1. Prep your veggies and make the sauce mixing all the sauce ingredients in a bowl and set it aside.
2. Bring a pot of water to a boil and pour over your udon noodles in a large bowl. Stir gently until noodles become separated – the udon noodles are precooked so they do not need to be cooked. Once the noodles are all separated, drain and rinse in cold water. Make sure to use the noodles right away or add a drop of oil to keep them separated.

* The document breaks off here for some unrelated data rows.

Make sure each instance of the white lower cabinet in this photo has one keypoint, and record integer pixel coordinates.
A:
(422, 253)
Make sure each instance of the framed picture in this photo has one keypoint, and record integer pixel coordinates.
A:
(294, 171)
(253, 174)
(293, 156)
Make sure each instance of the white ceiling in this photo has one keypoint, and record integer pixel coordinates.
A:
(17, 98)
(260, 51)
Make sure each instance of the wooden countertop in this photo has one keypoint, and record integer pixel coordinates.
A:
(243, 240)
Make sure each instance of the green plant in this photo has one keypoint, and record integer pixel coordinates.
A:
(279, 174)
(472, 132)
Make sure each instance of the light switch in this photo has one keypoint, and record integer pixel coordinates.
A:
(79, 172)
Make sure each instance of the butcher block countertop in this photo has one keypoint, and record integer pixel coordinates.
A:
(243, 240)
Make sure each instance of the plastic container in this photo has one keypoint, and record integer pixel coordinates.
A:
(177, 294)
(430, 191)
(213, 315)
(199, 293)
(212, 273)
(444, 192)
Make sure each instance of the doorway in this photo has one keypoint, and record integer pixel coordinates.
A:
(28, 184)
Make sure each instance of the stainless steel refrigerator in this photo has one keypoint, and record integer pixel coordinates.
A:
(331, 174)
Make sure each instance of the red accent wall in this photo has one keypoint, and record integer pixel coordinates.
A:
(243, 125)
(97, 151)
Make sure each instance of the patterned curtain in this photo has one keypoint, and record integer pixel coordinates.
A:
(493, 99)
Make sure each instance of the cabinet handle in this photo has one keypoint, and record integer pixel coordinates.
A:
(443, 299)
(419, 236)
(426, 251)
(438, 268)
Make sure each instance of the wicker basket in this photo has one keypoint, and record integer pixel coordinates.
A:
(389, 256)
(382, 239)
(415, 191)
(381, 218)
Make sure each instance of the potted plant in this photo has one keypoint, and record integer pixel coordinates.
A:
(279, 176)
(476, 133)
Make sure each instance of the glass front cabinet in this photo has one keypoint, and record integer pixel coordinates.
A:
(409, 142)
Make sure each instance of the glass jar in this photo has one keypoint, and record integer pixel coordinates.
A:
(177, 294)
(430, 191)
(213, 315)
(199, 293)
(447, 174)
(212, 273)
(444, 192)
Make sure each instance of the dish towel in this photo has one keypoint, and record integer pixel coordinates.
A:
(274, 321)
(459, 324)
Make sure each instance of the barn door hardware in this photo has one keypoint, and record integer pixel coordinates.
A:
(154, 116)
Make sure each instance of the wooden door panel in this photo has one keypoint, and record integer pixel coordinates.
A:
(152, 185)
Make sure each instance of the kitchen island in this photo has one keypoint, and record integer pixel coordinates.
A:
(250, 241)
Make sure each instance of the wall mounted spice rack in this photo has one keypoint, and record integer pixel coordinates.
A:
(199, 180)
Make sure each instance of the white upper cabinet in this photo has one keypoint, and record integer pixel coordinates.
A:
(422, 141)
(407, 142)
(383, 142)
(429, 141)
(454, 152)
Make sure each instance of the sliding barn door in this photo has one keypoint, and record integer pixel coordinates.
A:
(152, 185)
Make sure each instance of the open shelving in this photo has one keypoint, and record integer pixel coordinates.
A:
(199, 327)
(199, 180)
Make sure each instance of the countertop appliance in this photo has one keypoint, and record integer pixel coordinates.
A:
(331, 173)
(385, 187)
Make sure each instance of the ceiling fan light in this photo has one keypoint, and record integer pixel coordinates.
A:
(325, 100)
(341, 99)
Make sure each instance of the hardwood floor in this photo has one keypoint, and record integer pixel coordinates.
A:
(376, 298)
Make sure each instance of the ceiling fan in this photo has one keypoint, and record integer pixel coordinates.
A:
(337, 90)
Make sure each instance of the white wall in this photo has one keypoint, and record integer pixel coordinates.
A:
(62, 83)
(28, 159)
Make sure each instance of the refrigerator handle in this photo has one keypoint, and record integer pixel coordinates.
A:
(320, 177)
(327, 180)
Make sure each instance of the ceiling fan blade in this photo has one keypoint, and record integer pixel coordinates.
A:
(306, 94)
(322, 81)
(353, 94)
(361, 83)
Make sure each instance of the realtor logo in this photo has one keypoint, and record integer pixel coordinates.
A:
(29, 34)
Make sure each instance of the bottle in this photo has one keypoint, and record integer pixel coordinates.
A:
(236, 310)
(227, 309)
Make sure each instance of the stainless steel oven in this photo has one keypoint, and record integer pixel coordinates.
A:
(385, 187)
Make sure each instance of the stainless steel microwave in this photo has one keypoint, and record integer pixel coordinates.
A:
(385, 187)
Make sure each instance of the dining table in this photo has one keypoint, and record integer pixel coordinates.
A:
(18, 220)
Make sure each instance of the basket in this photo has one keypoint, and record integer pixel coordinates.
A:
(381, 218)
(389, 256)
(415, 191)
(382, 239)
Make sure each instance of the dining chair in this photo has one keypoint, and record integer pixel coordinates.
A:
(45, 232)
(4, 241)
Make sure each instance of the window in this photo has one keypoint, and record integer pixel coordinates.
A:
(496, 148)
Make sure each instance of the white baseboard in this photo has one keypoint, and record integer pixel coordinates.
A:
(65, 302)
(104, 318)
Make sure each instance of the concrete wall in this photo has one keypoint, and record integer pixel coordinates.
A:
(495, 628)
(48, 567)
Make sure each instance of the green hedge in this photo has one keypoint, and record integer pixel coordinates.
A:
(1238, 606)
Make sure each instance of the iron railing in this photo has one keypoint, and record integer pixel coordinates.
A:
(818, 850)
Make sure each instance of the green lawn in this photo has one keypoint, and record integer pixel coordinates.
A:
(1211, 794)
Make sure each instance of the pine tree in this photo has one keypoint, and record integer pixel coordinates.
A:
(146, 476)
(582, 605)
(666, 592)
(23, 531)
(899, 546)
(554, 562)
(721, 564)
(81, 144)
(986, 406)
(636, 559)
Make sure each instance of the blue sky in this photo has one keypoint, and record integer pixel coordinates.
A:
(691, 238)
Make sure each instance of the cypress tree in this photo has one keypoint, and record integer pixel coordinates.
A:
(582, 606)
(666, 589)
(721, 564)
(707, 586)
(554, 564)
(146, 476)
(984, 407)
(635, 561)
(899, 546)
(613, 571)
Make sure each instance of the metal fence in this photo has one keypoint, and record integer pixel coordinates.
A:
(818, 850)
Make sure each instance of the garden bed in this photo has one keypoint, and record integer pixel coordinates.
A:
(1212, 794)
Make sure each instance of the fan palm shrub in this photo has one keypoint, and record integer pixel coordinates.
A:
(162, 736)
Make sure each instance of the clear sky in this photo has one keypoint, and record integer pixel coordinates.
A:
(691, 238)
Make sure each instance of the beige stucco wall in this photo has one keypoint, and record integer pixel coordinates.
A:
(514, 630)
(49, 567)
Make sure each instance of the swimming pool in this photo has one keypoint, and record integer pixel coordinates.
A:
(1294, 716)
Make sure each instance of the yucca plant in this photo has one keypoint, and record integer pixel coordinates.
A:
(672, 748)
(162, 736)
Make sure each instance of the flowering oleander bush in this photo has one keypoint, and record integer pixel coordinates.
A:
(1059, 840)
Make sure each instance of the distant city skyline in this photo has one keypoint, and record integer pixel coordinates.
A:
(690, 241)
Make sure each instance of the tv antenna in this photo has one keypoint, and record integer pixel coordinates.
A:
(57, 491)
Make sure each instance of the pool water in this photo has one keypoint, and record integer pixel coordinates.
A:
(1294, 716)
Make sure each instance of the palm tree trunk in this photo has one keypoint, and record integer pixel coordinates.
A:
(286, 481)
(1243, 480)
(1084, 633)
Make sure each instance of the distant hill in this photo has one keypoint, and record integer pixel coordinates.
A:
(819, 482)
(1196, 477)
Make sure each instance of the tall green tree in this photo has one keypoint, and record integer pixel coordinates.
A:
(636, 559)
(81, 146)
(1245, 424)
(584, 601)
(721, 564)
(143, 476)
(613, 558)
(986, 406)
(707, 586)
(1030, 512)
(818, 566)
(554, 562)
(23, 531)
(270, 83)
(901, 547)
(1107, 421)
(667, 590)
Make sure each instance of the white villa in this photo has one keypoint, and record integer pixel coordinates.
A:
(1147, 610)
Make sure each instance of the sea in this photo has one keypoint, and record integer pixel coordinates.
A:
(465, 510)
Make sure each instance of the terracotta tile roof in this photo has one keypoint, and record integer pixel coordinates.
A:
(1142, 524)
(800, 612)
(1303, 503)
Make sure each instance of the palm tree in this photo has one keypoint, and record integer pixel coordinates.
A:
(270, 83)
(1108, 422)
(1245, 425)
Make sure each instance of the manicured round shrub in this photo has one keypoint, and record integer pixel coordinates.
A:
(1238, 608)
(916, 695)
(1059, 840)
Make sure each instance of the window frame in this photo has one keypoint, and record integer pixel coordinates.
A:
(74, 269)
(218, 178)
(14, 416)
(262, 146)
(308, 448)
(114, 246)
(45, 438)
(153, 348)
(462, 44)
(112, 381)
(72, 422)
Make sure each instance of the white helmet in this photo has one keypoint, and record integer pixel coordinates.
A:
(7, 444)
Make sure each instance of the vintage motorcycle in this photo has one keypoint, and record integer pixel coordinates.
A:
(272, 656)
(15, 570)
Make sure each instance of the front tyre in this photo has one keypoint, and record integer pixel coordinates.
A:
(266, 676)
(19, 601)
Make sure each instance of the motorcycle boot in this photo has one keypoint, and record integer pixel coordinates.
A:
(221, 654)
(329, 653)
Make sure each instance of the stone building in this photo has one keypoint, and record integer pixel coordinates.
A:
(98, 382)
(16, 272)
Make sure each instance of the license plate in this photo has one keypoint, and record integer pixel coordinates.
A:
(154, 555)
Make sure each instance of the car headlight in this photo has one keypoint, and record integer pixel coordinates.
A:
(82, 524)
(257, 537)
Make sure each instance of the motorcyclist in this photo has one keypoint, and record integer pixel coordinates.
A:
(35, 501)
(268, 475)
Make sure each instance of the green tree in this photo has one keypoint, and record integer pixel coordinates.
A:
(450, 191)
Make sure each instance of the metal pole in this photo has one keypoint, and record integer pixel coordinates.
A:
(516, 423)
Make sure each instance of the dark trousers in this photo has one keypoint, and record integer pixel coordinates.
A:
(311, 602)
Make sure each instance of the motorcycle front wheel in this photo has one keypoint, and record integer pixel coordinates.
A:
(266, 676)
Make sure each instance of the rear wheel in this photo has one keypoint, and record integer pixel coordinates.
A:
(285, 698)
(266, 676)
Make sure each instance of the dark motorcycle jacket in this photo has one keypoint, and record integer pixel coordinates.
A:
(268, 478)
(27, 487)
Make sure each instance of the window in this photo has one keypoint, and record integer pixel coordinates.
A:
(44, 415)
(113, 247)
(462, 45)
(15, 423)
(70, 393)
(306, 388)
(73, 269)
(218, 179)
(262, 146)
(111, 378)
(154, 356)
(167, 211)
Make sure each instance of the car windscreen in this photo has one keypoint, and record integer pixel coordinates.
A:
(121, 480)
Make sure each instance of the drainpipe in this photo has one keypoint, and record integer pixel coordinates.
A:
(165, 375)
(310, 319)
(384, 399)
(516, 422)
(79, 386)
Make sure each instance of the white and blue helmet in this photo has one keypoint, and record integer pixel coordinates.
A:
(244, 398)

3. Add 1 tbsp of oil of choice to a pan and heat it over medium heat. Start by cooking your protein and when it is fully cooked, remove from pan.
4. Add your vegetables and mushrooms and saute until they are almost cooked. (Chinese broccoli takes less time than Bok Choy to cook.) Then add your udon noodles and pour your sauce over. Add your protein. Combine everything together for 2 minutes and turn off heat.
5. Top with chopped scallions and Sriracha and enjoy!